The policymakers' most likely course is to cut the federal funds rate by a quarter percentage point, to 2 percent, according to the consensus of Fed watchers. In this view, the central bank would signal, through its statement accompanying the rate cut, that it was inclined to hold off cutting rates any further if there are no new negative surprises for the economy or financial markets.
"There are still enough problems out there for them to be concerned about the risks to growth," said Peter Hooper, chief economist of Deutsche Bank Securities. "The odds aren't overwhelming, but they favor cutting further."
That action could end up mirroring what the central bank did in late October, when financial markets seemed to be healing.
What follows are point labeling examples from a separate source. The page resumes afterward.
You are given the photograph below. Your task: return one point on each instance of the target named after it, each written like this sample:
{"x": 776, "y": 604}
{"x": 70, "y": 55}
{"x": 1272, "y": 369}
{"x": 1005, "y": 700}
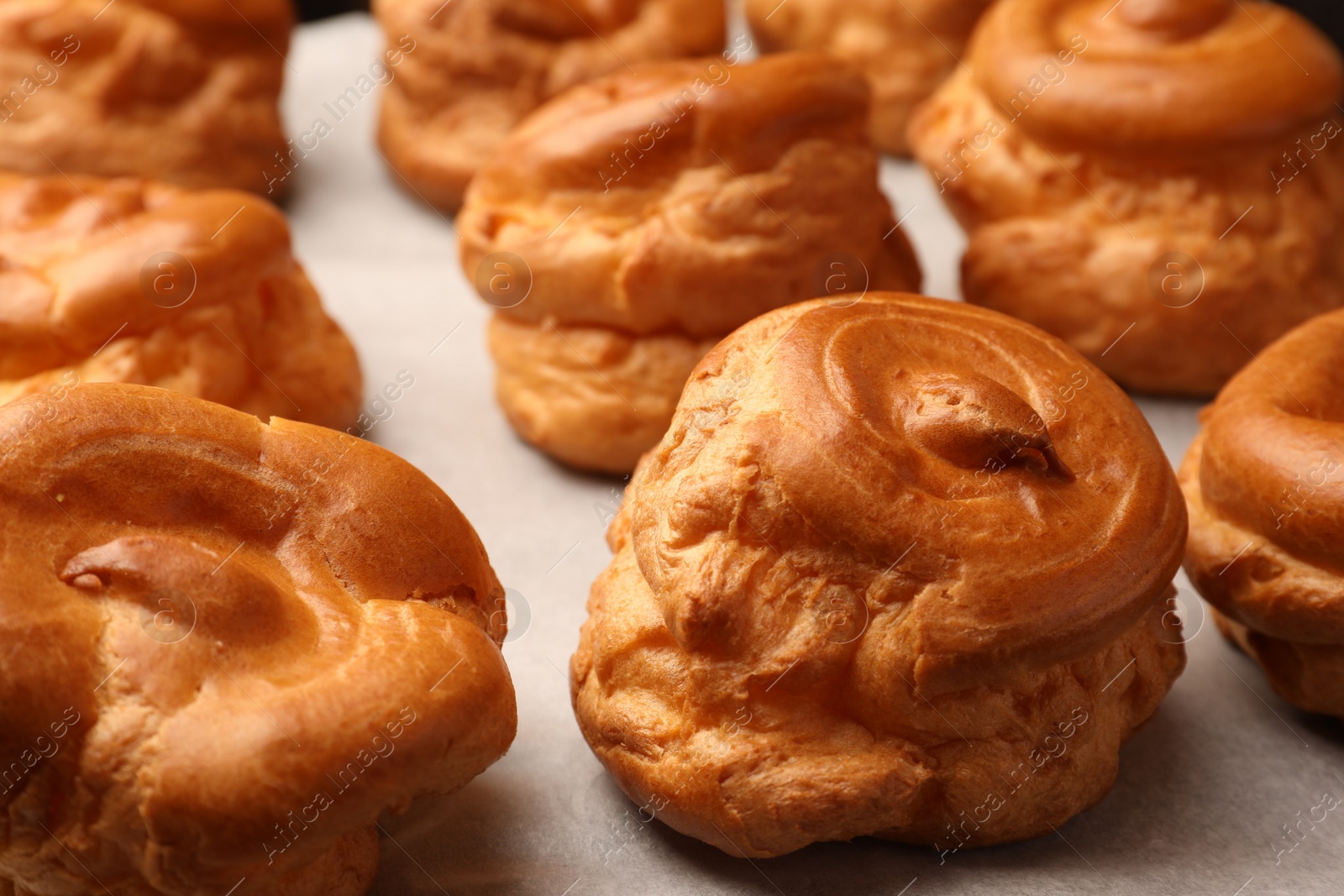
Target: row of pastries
{"x": 884, "y": 559}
It cut interest rates a quarter percentage point, and said in a statement that the risks to growth and inflation were "roughly balanced," meaning that it would be disinclined to cut again.
In the view of some observers, the October move hurt the Fed's credibility when financial markets worsened again in the ensuing weeks and it ended up cutting rates at its next meeting after all. "Anytime you draw a line in the sand, there's a risk that ultimately something will arise that washes away that line," said Kenneth Kim, an economist with Stone & McCarthy Research Associates.
That is one reason there is also a significant chance that the Fed might defy the conventional wisdom by not cutting rates but signal that it is ready to resume rate cuts if the economy or financial-market conditions get much worse. Options markets yesterday assigned a 27 percent chance for such a pause.
Fed leaders don't want to cut rates much more. A pause would demonstrate their resolve in fighting inflation and give them time to assess how much the previous rate cuts and fiscal stimulus will help the economy in the second half of the year.
This is the first time since October that the Fed's policymaking committee has met during a period of comparative calm in financial markets, as a wide range of markets for debt have been functioning more smoothly in recent weeks. The relative calm on Wall Street -- the stock market is up more than 8 percent this month, and a variety of more obscure indicators show some measure of healing -- lowers the risk that a decision not to cut rates would cause a new round of distress in financial markets.
Also offering the Fed some wiggle room: At its March meeting, Fed policymakers disappointed financial markets a bit by cutting rates by three quarters of a percentage point, not the full point that many had expected. Yet no big problems resulted, even though that was a more fragile time on financial markets compared with the present.
Not cutting now would also save room for future interest rate cuts if there is a new leg down for the economy and financial markets. And it might satiate presidents of several regional banks in the Federal Reserve system, who have given speeches indicating concern about inflation and have dissented with past interest-rate cuts.
Martin S. Feldstein, a leading economist who argued as early as last summer that the U.S. economy was at grave risk and that the Fed should respond aggressively, changed his tune recently and argued for not cutting rates.
"It's time for the Federal Reserve to stop reducing the federal funds rate," Feldstein said in an opinion article in the Wall Street Journal this month, "because the likely benefit is small compared to the potential damage." He cited worries about inflation, and evidence that rate cuts are not flowing through to those who take out mortgages and other types of loans.
If the Fed were to ignore expectations and leave rates steady today, the decision would carry with it risks of its own. It might lead financial markets to conclude that the central bank was becoming complacent about the slowing economy, for example.
"The economy never travels in a nice straight linear path," said Kim. "With all the weak economic data we're getting and the pressure on the financial system, I still believe that this housing crisis won't dissipate anytime soon, which keeps pressure on them to stimulate the economy."